Ma quello che più colpisce è la forza nel gruppo che scaturisce dalle singole energie e la vedi tutta. La Niña parla di teste cadute in “Salomè”, perché, come dice lei, “ogni tanto qualche testa deve cadere”: “Fernesce malamente chi 'a vo' fa' cuntenta. 'O sanghe 'a fa ascì pazza manco fosse argiento. Ce sta chi pe' 'na notte l'ha creduto ammore. E s'è truvato c' 'a capa int' a 'nu piatto d'oro. Parla di esperienze di vita, in “Respira”, portandoci indietro nel tempo con l’utilizzo della voce che un po' ci ricorda Teresa De Sio.
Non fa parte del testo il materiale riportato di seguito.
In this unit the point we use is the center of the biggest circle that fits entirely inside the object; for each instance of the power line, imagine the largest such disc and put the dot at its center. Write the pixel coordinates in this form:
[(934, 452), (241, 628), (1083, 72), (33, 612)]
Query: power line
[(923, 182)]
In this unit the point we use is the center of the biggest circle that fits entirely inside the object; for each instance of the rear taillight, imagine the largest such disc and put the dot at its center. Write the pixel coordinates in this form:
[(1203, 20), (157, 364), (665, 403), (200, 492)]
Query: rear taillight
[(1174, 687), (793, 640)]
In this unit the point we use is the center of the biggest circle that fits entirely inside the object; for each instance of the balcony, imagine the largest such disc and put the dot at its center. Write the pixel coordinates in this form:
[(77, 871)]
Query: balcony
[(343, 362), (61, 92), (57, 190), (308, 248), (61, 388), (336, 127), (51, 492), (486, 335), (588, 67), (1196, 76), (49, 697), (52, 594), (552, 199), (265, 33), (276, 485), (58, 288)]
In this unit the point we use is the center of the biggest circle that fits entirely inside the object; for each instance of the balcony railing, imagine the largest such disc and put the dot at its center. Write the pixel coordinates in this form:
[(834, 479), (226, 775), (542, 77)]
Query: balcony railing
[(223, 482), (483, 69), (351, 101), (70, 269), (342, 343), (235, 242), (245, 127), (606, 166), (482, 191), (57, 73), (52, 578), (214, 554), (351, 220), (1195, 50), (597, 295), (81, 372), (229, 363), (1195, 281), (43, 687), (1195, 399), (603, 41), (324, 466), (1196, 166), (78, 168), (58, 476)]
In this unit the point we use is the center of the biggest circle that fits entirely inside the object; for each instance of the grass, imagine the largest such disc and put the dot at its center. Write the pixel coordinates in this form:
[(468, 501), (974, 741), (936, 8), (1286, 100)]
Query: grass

Duetta con BigMama e Clementino, affascina con l’interpretazione gestuale in “Notte”. Continua con un paio di pezzi del repertorio classico napoletano e poi è la volta della commozione con “Fortuna”: “‘Nfonno ‘o specchio se vere ‘o futuro, t’è vestuto e dimane staje annuro. Alluccàmme e nun ce sente nisciuno e si arrivamme po’ ‘a chiammamme Fortuna”. Il pubblico è lì per lei, canta ed è entusiasta di ascoltare l’artista che ha saputo raccogliere tutte le opportunità che il mondo digitale offre sia per la produzione musicale che per la creazione dell’immagine.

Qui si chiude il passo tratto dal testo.